Testicles have tastebuds – By @rubyq

By Ruby Quince



Testicles have tastebuds


Researching around briefs is probably my favourite part of the process. It’s almost always the source of the idea. It’s a great way of getting past first thoughts and finding a way in.


Quite often I’ll go a bit too far, and work out how something works when there’s no need to know, or I’ll be lost down a rabbit hole. Last night I was literally trying to understand the equation for relativity, just because i was using it in an execution. Still, it’s better than losing an hour on Love Island.


I’ve got a little folder where I store facts that I find along the way. I guess I think that perhaps they’ll be useful at some point. It’s hoarding, of sorts. I thought perhaps I should do a bit of a Marie Kondo spring cleaning, so here are some of the oddities I’ve found along the way. They all relate to a brief: can you guess what product or category they are for?


Testicles really do have tastebuds. Apparently they can tell between salt and sweet.


Half of bank robberies are in a Friday.


The first thing to form on a human embryo is the asshole.


Alcoholics decompose faster than most people when they die. You’d think the opposite, wouldn’t you?


Ancient Egyptians used to shave off their eyebrows to mourn the death of their cats.


Bee testicles explode after they’ve mated, and they die. Is there ANYTHING bees do that doesn’t kill them?

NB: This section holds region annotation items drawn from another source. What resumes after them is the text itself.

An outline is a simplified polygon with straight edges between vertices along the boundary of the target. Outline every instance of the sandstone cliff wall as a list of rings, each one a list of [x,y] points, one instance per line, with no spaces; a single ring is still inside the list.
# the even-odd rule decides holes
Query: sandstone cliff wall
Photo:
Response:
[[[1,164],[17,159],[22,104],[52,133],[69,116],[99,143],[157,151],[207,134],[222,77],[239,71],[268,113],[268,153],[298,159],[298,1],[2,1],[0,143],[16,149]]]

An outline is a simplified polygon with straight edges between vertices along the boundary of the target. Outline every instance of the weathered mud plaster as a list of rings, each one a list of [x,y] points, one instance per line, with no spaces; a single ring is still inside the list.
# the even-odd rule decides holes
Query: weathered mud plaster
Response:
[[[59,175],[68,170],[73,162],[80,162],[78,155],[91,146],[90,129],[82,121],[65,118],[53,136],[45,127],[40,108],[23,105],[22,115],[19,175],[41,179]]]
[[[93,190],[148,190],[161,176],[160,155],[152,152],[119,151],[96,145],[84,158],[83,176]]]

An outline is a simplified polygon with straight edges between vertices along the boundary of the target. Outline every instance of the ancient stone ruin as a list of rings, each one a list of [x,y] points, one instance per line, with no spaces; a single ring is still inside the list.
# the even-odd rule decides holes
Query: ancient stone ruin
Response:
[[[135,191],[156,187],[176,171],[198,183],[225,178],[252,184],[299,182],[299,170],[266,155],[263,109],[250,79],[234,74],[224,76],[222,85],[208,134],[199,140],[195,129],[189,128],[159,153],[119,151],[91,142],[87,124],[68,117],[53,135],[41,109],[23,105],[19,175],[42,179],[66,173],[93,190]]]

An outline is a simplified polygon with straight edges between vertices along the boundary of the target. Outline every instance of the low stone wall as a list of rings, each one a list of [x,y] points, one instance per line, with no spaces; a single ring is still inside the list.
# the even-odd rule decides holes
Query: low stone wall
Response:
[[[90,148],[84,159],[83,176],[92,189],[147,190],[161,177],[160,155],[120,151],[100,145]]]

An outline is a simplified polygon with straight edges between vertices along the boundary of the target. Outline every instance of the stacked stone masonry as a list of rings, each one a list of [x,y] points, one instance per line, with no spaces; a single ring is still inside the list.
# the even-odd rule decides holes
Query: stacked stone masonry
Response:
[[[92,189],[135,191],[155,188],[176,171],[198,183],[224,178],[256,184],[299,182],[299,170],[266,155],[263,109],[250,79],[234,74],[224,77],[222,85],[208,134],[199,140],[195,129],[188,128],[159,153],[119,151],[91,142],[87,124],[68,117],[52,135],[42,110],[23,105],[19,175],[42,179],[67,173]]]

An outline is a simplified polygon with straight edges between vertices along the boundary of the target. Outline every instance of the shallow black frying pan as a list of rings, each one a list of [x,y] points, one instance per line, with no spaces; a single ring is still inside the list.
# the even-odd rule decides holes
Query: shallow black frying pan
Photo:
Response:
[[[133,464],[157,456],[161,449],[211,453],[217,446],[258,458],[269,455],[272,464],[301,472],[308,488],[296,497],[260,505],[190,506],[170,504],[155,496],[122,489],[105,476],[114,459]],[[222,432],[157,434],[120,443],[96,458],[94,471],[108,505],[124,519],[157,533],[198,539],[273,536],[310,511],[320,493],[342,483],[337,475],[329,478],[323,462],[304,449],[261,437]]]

Mount Kilimanjaro has mobile signal. It’s the highest mountain with signal.


Be careful  where you bury dead bodies. Nitrogen emitted helps vegetation grow, so you’d have have a weirdly fertile patch if you buried one beneath a lawn.


If you’re allergic to chocolate you’re probably allergic to cockroaches.


Mushrooms are genetically closer to humans than trees.


It’ll take about 72 standard. helium-filled balloons to lift a chihuahua.


It’s illegal to carry salmon (specifically) suspiciously in the UK.


Pig orgasm: 20 mins.


You’re 13 times more likely to get killed by a falling coconut than a shark (not a falling shark, obviously). You’re also more likely to get killed by a falling vending machine.


A Kindle full of books weighs slightly more than one without any downloads.


Skipping is the most energy efficient way of traveling by foot.


Bears East loads of grass and twigs before they hibernate to make them constipated. This is to stop them waking up needing a turn-out mid hibernation.


Eating your bogies/boogers helps the immune system deal with bacteria. It’s the right thing to do.


923 words break the ‘i before e’ rule; 44 follow it. Screw that rule.


An adult dog is about as intelligent as your typical 2 year old, in that it recognise about 150 words (really?), count up to 4 or 5, intentionally lie to get stuff it wants and recognise errors in basic computations. I’m really not sure about this one, so I’ll leave it there.